William Grant, 51, told the High Court in Glasgow that the person he saw was Michael Ross, now 29, who is standing trial for the murder of Shamsuddin Mahmood, 26, at an Indian restaurant in Kirkwall, Orkney, in June 1994.
Mr Grant, a father of four, said that he was in a public lavatory in Kirkwall between 6.30pm and 6.50pm on June 2 when he saw Ross coming out of a cubicle with a gun in his hand.
He told the court: “The cubicle door opened. I just turned my head around to my left. I saw a person coming out. He had a handgun in his hand. It looked quite shiny and clean. I was terrified. It gave me quite a shock. I just thought it was somebody playing about.”
When asked if either he or the gunman had said anything, Mr Grant, who said that he had been drinking at several pubs that evening, replied: “I said nothing. The person said, 'oh s***', or something like that.”
He added: “The person went back into the cubicle and locked the door. I walked out. About 15 yards from the toilets I stopped and turned back towards the Kiln Corner. The person came out of the toilets, walking up towards the lane.”
Asked if he recognised the gunman, Mr Grant said: “Yes. I had an idea it was Michael Ross. It was such a quick glance, but what I saw I'm more or less definite.”
He said that he knew Mr Ross by sight from seeing him with his father, Eddie Ross, a local policeman. Asked by Brian McConnachie QC, for the prosecution, if he could identify the man, he pointed to the accused in the dock.
Mr Grant was also shown a silver revolver and a black self-loading pistol but said that he could not be sure if either was similar to the gun he saw. “It was such a quick glimpse,” he said. “It would be a guess.”
He told the court that he did not go to the police at the time because he was “scared”, but he admitted that he was the writer of an anonymous letter that claimed to identify Mr Mahmood's killer and that it was handed to police in Kirkwall in 2006, 12 years after the murder.
He had taken the decision to write the letter, he said, because he could not “live with it any longer”.
Mr Ross, 29, of Inverness, is accused of entering the Mumutaz Indian Tandoori restaurant in Kirkwall on June 2, 1994, with his face masked and shooting Mr Mahmood in the head.
Mr Ross, who was only 15 at the time of the alleged murder, is also accused of attempting to defeat the ends of justice by changing his clothing and disposing of the weapon. He is further charged with, while acting with others whose identities are unknown, committing a breach of the peace outside the Indian restaurant by shouting, swearing, uttering threats of violence and racist abuse.
The offence was allegedly committed between May 3 and May 24, 1994. Mr Ross denies all charges and has lodged a special defence of alibi, claiming that he was nowhere near the Indian restaurant or Kirkwall town centre, but was cycling in another part of Orkney.

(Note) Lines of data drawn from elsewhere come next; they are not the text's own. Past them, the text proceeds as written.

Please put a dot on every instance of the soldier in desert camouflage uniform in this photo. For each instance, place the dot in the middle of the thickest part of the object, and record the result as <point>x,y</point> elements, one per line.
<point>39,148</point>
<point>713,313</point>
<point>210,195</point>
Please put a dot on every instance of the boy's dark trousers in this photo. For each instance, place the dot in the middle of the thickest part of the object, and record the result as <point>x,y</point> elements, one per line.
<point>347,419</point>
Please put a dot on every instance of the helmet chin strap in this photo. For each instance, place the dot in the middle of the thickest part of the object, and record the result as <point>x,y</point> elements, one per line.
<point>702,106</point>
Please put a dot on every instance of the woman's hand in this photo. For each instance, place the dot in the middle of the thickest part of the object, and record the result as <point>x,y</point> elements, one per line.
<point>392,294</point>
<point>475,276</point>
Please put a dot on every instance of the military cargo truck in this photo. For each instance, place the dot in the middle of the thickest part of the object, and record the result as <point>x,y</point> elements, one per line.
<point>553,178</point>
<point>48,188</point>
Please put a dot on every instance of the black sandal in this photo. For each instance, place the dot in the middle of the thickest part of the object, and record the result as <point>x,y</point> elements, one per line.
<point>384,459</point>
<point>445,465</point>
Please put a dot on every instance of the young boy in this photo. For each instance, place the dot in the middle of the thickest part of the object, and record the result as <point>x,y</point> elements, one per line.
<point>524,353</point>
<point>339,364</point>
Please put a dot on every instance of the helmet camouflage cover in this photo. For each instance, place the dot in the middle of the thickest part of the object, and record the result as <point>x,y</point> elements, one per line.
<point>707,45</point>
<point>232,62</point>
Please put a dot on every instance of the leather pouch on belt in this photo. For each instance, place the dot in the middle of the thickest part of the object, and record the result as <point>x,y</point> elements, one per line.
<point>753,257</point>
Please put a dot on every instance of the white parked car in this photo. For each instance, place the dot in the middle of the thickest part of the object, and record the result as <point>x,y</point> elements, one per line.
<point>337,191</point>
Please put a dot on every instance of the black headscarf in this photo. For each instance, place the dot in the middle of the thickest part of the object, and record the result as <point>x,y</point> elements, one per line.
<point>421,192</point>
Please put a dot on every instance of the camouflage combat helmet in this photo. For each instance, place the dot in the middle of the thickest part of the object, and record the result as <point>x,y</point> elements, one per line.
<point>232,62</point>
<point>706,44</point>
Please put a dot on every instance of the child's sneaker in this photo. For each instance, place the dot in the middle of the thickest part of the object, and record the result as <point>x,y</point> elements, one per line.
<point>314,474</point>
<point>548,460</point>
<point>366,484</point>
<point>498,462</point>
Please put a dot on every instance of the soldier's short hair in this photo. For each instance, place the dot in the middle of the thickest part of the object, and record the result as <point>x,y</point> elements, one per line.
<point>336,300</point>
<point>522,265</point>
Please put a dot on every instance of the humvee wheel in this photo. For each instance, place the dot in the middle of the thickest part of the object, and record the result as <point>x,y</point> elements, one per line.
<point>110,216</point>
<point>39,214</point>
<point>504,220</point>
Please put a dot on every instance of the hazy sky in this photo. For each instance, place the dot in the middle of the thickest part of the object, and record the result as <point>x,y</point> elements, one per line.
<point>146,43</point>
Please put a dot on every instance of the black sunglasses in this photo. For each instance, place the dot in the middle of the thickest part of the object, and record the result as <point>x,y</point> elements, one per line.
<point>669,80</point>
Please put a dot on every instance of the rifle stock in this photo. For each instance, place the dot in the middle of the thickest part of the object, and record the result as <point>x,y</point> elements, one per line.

Mr Grant told the court that he had seen three boys - including the accused - shouting and swearing outside the Mumataz Restaurant two or three weeks before the killing. He said that Mr Ross was the one doing the shouting.
He said that he was shouting “some kind of racist remarks. Words to the effect of, ‘I am going to kill that Paki bastard'.”
Under cross-examination, Mr Grant admitted that there was a possibility that the person he saw in the public lavatories that night was not Mr Ross. He also admitted that he had lied to police about aspects of his statement and had made up lies about Mr Ross's father. The trial, before Lord Hardie, continues.